Beatrice and Virgil
- Author: Yann Martel
- Language: English
- Genre: Novel
- Publisher: Knopf Canada
- Publication date: April 6, 2010
- Publication place: Canada
- Pages: 224
- ISBN: 0-307-39877-3 (first edition, hardcover)
- Preceded by: Life of Pi
- Followed by: The High Mountains of Portugal

= Beatrice and Virgil =

2010 novel by Yann Martel

Beatrice and Virgil is Canadian writer Yann Martel's third novel. First published in April 2010, it contains an allegorical tale about representations of the Holocaust. It tells the story of Henry, a novelist, who receives the manuscript of a play in a letter from a reader. Intrigued, Henry traces the letter to a taxidermist, who introduces him to the play's protagonists, two taxidermy animals—Beatrice, a donkey, and Virgil, a monkey.
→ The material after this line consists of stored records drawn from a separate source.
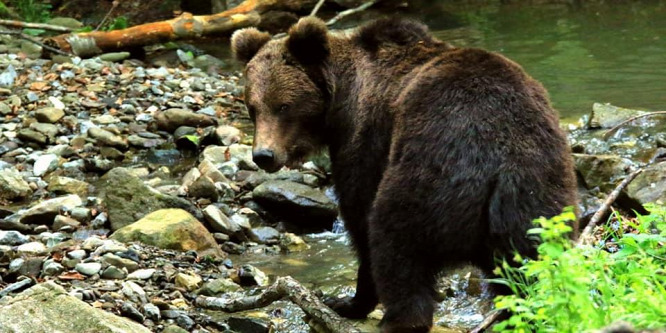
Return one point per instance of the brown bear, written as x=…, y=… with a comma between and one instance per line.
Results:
x=440, y=155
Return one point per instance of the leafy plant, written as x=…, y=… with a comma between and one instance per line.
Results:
x=578, y=289
x=32, y=10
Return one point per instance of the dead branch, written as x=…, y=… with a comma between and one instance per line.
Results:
x=586, y=235
x=317, y=7
x=283, y=287
x=32, y=40
x=488, y=321
x=351, y=11
x=612, y=130
x=43, y=26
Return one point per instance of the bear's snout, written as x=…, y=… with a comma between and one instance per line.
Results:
x=265, y=159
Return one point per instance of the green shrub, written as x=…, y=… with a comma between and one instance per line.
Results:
x=579, y=289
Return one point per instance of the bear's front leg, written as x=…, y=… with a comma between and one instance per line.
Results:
x=363, y=302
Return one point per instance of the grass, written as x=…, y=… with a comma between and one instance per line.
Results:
x=582, y=289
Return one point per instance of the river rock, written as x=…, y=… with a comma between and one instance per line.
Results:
x=106, y=138
x=12, y=185
x=601, y=171
x=296, y=202
x=47, y=307
x=650, y=185
x=45, y=211
x=169, y=120
x=49, y=115
x=44, y=164
x=170, y=229
x=66, y=185
x=12, y=237
x=128, y=199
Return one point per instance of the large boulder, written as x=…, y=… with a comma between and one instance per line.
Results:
x=650, y=185
x=128, y=199
x=296, y=203
x=47, y=307
x=173, y=229
x=603, y=171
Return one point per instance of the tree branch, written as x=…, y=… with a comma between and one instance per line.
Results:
x=586, y=235
x=612, y=130
x=283, y=287
x=32, y=40
x=351, y=11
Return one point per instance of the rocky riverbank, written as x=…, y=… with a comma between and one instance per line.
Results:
x=131, y=188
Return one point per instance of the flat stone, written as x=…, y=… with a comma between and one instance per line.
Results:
x=47, y=307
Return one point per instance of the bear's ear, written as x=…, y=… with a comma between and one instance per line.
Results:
x=308, y=41
x=245, y=43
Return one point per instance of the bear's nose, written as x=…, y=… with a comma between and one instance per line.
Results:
x=265, y=158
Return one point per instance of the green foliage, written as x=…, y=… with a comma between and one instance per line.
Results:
x=32, y=10
x=579, y=289
x=118, y=23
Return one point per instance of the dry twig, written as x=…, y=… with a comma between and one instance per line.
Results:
x=351, y=11
x=616, y=127
x=32, y=40
x=283, y=287
x=586, y=235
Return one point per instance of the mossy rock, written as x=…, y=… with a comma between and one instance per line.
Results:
x=173, y=229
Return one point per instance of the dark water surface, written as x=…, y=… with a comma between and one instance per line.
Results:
x=611, y=53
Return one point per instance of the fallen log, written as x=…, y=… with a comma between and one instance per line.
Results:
x=186, y=26
x=284, y=287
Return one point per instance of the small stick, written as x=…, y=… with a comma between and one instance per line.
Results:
x=113, y=6
x=350, y=11
x=44, y=26
x=586, y=235
x=32, y=40
x=317, y=7
x=612, y=130
x=283, y=287
x=489, y=320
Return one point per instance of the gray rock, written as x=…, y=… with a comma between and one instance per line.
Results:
x=128, y=199
x=49, y=115
x=603, y=171
x=51, y=309
x=45, y=211
x=114, y=273
x=32, y=248
x=88, y=268
x=171, y=119
x=106, y=138
x=650, y=185
x=296, y=202
x=114, y=260
x=219, y=222
x=12, y=237
x=44, y=164
x=12, y=185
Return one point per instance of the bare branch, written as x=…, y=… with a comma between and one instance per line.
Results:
x=317, y=7
x=283, y=287
x=32, y=40
x=351, y=11
x=586, y=235
x=43, y=26
x=612, y=130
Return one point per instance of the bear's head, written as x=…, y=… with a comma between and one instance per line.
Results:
x=285, y=92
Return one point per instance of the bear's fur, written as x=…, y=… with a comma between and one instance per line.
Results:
x=440, y=155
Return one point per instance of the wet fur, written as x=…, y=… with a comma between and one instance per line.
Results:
x=440, y=156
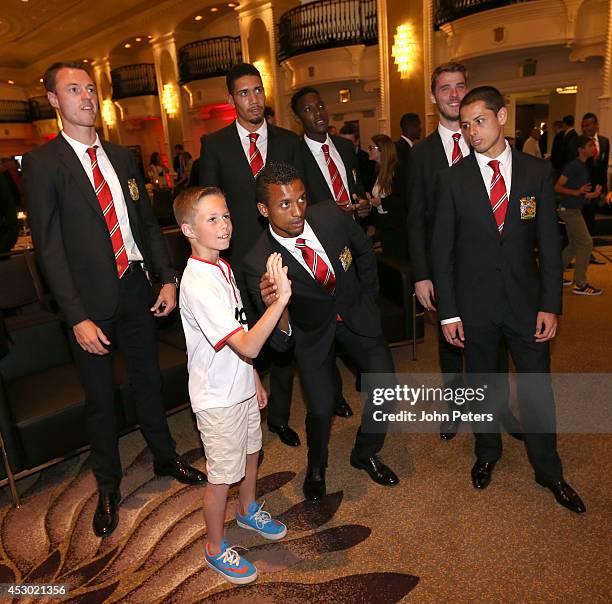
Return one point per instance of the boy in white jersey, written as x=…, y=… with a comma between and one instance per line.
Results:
x=225, y=391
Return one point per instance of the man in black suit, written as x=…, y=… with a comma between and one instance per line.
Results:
x=230, y=159
x=497, y=265
x=94, y=260
x=334, y=280
x=410, y=125
x=598, y=170
x=442, y=148
x=366, y=168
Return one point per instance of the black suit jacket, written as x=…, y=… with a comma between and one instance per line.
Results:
x=598, y=167
x=312, y=309
x=316, y=186
x=70, y=234
x=223, y=164
x=480, y=275
x=425, y=161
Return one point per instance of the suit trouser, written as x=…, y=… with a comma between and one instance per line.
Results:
x=452, y=364
x=535, y=395
x=132, y=329
x=370, y=355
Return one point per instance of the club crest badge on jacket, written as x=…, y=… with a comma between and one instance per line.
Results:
x=133, y=187
x=528, y=208
x=346, y=258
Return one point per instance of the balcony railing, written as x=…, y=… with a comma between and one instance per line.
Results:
x=449, y=10
x=14, y=112
x=134, y=80
x=327, y=24
x=208, y=58
x=40, y=109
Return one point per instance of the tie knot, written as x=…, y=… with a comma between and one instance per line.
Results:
x=494, y=165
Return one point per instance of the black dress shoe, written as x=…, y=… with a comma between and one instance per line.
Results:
x=565, y=495
x=314, y=483
x=377, y=470
x=286, y=434
x=449, y=429
x=342, y=409
x=106, y=515
x=481, y=474
x=180, y=471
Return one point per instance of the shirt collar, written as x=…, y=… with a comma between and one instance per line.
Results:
x=445, y=133
x=504, y=158
x=289, y=242
x=80, y=148
x=262, y=131
x=315, y=146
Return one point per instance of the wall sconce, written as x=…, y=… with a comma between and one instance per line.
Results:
x=170, y=99
x=108, y=112
x=404, y=49
x=262, y=67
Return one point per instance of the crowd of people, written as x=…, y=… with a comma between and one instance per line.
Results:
x=283, y=231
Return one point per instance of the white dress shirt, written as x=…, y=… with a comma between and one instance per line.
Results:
x=448, y=143
x=311, y=241
x=505, y=167
x=110, y=176
x=316, y=148
x=262, y=140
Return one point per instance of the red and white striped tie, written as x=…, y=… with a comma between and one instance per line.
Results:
x=322, y=273
x=340, y=194
x=457, y=155
x=498, y=195
x=255, y=158
x=105, y=198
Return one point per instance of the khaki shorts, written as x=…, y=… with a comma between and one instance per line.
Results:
x=229, y=434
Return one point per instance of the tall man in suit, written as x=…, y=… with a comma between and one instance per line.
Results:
x=95, y=235
x=444, y=147
x=497, y=266
x=597, y=165
x=334, y=279
x=231, y=159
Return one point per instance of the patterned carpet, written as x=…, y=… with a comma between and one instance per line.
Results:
x=431, y=539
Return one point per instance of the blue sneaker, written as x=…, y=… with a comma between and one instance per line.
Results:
x=260, y=521
x=230, y=565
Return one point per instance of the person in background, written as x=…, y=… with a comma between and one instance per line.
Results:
x=575, y=189
x=366, y=169
x=388, y=197
x=269, y=115
x=532, y=144
x=157, y=172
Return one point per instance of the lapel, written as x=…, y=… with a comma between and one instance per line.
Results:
x=478, y=192
x=72, y=163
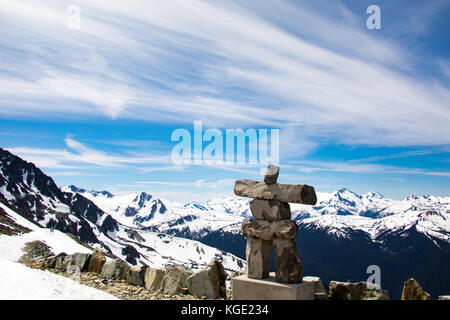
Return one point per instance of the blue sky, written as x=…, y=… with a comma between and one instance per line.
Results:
x=96, y=106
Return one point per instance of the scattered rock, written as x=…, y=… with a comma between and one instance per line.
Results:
x=319, y=290
x=154, y=278
x=96, y=261
x=115, y=269
x=136, y=275
x=413, y=291
x=175, y=278
x=356, y=291
x=62, y=259
x=80, y=260
x=209, y=282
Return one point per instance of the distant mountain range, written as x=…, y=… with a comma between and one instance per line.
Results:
x=339, y=237
x=28, y=192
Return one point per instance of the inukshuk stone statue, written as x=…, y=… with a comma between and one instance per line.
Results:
x=273, y=226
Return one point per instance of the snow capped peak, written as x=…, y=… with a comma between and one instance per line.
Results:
x=373, y=194
x=73, y=189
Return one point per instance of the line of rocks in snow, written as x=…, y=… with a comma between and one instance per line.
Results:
x=177, y=280
x=173, y=279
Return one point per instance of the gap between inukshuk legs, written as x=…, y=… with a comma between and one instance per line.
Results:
x=273, y=226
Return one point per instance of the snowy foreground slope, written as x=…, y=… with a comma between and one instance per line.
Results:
x=24, y=188
x=19, y=282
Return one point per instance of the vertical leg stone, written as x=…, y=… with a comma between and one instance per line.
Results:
x=258, y=257
x=288, y=265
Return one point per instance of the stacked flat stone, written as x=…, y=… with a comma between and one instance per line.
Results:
x=273, y=226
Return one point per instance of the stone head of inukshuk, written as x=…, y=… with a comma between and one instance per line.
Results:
x=273, y=226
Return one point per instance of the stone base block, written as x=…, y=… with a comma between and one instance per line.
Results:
x=245, y=288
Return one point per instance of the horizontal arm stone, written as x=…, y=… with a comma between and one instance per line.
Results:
x=269, y=230
x=295, y=193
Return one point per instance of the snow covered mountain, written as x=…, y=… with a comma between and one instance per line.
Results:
x=339, y=237
x=335, y=212
x=27, y=194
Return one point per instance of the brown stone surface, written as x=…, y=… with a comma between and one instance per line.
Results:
x=270, y=210
x=413, y=291
x=96, y=261
x=282, y=192
x=271, y=174
x=269, y=230
x=288, y=265
x=258, y=258
x=356, y=291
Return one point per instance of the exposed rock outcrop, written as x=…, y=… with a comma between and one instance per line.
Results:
x=209, y=282
x=115, y=269
x=356, y=291
x=413, y=291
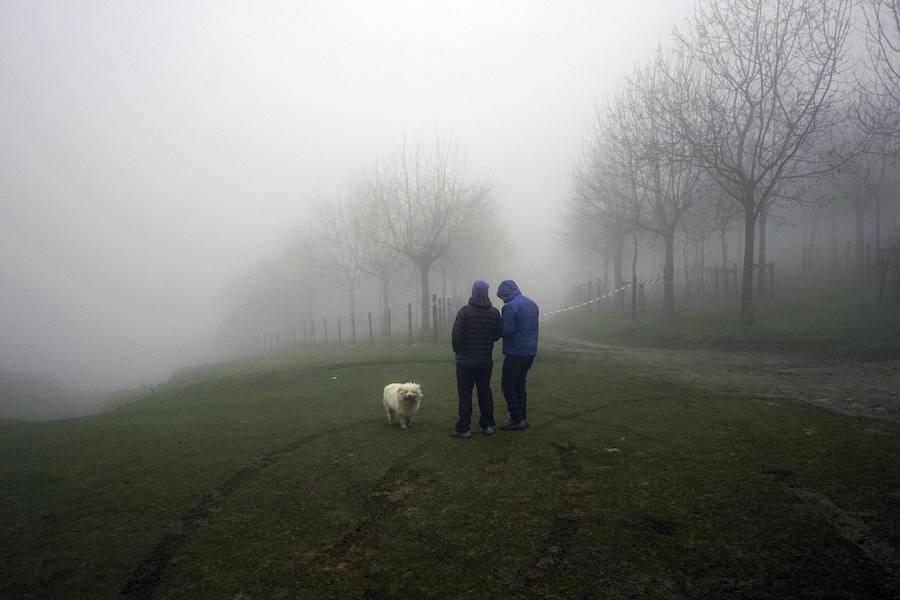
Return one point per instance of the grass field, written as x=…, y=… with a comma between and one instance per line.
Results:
x=281, y=479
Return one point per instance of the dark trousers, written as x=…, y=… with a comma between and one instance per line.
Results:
x=466, y=379
x=512, y=383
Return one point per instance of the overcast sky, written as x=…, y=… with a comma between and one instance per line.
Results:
x=150, y=150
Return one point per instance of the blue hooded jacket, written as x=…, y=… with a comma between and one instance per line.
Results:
x=519, y=321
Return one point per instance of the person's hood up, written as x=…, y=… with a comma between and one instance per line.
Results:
x=480, y=296
x=508, y=290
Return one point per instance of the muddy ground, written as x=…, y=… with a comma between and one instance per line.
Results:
x=859, y=385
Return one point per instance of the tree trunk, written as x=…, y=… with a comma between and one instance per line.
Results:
x=426, y=300
x=763, y=217
x=747, y=278
x=634, y=284
x=618, y=258
x=669, y=273
x=860, y=241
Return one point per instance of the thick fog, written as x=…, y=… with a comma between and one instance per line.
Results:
x=151, y=152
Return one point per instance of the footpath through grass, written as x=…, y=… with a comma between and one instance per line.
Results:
x=286, y=482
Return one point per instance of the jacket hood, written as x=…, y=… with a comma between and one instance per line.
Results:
x=508, y=290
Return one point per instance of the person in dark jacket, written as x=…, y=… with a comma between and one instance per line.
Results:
x=475, y=329
x=520, y=333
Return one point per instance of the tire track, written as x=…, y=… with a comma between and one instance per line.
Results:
x=391, y=491
x=570, y=511
x=853, y=530
x=146, y=577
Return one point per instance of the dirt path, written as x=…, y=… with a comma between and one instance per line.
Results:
x=849, y=386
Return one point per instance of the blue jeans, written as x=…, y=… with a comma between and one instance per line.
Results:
x=466, y=379
x=512, y=383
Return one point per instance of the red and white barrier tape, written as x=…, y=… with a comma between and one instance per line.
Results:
x=643, y=282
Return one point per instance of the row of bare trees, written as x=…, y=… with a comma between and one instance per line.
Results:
x=417, y=210
x=759, y=108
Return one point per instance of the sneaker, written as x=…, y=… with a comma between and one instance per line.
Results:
x=514, y=426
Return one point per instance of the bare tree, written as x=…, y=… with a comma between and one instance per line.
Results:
x=429, y=206
x=764, y=76
x=377, y=258
x=340, y=246
x=663, y=180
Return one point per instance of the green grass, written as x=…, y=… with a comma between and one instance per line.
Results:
x=282, y=480
x=820, y=318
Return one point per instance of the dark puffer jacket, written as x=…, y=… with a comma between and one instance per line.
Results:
x=476, y=328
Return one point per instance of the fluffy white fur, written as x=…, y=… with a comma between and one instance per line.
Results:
x=402, y=401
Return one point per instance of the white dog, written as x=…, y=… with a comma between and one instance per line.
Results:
x=402, y=401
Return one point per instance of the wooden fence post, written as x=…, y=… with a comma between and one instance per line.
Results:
x=409, y=319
The Globe and Mail reported that Martel received a $2 million advance from Random House for U.S. rights alone, and that the total advance for worldwide rights was around $3 million, probably the highest ever advance for a single Canadian novel. Martel's earlier novel, Life of Pi, won the 2002 Man Booker Prize for Fiction, and sold seven million copies worldwide.

==References to other works==
Early on in the story, the protagonist, an author, (some say that the protagonist is a reflection of Yann himself) makes reference to Primo Levi's If This Is a Man; Art Spiegelman's Maus; David Grossman's See Under: Love; Martin Amis's Time's Arrow; George Orwell's Animal Farm; Albert Camus's The Plague; and Pablo Picasso's Guernica.

Extracts are quoted from Flaubert's "The Legend of Saint Julian Hospitator" which is discussed at length. Later in the novel, Jacques the Fatalist by Diderot is later discussed along with Samuel Beckett's Waiting for Godot.

The title is an allusion to two of the main characters in Dante Alighieri's Divine Comedy.